Friday, February 01, 2008

Friday Night Thoughts

Tonight was a typical weird night for me.

I didn't do anything particularly special during the day. Worked and the like. When I got home I practiced the set list I was to play for our bible study. Now that I think of it, I don't really know how I ended up in that little role. I'm not any good. Maybe we just can't find anyone else?
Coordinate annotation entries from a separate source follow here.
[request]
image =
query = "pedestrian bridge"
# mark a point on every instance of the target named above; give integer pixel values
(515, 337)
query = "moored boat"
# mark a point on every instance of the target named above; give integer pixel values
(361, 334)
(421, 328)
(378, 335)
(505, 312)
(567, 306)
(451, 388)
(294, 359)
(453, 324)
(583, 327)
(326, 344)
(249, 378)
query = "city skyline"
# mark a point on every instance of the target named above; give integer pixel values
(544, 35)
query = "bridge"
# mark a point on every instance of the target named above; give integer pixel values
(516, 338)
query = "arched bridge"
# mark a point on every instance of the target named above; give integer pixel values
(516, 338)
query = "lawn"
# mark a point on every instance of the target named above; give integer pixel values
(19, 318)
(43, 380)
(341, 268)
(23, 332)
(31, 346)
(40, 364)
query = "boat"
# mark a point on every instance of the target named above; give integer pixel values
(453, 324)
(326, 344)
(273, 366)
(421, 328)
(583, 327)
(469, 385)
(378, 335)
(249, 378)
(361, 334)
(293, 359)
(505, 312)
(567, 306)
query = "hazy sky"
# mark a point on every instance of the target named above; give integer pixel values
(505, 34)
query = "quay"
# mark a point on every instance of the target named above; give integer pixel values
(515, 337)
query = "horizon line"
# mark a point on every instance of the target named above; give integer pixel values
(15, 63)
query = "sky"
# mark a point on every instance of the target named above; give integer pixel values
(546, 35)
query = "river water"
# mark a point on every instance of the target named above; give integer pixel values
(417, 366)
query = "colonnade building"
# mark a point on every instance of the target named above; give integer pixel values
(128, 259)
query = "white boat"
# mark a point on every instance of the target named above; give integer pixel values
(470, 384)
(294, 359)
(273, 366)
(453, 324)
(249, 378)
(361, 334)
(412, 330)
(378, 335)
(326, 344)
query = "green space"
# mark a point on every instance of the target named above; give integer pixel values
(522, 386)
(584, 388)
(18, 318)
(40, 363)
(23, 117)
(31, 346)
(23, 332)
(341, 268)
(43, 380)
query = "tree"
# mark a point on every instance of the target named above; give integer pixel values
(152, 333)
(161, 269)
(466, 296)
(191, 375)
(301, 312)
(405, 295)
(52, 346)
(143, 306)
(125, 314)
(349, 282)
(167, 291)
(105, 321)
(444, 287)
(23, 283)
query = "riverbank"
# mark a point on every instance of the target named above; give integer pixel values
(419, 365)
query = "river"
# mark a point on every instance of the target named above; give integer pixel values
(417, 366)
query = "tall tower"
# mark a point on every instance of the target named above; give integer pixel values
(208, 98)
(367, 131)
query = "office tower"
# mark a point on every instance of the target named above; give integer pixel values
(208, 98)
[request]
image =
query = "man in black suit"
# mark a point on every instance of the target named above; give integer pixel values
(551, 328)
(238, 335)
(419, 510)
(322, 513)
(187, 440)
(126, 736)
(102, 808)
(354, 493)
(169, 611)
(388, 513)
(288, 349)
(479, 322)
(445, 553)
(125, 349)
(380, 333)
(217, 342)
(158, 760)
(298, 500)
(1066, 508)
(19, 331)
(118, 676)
Anywho, the bible study was really great. Half of our group was missing but thankfully Kuya Alain and Ate Nice showed up. What more, God decided to show up BIG tonight. It was great just singing praises to the King and just having intellectually stimulating conversations about Him. It's kind of cool what can happen when you decide to be expectant. Although we were all pretty bummed that we couldn't continue our study for tonight (that's kinda what happens when you are missing 2/3 of your group), it was nonetheless encouraging to rediscover the fact that God is awesome even without a lesson plan.

Some things came up during the night that reminded everyone of Glorie so that was kinda awkward. Everyone did the whole "should we ask or should we not" body language that I've grown rather accustomed to by now. Oh well.

The drive home was tranquil. I reflected on the night and realized that I was the only non married person that went to the study. One thing stuck with me that I couldn't quite understand (cause I didn't have kids). The thought shared was that whenever your kids go through something, as a parent you feel their hurt so much more. Everyone agreed heartily with the assessment. So, driving home, I thought about my parents.

As I was making my letters yesterday, I got a hold of my mom's address book. While perusing for addresses, among the very first pages were some particularly noteworthy names. Tita Edna, Tita Belle, Tita Maricor, and even Raychill's mom were all in the book. I never contemplated just how well my mom got along with all of Glow's family. I got sad pretty quickly. Not only was my mom heartbroken cause I was so devastated, but she probably felt hurt on a personal level just because she considered Tita Maricor one of her better friends. It's tragic.

For so long my mom has tried to resolve this situation all on here own. But she can't. No one can. Yet, this is the first time I've ever wanted to resolve the situation. Not solely for me now though; now I see how it's affecting her as well.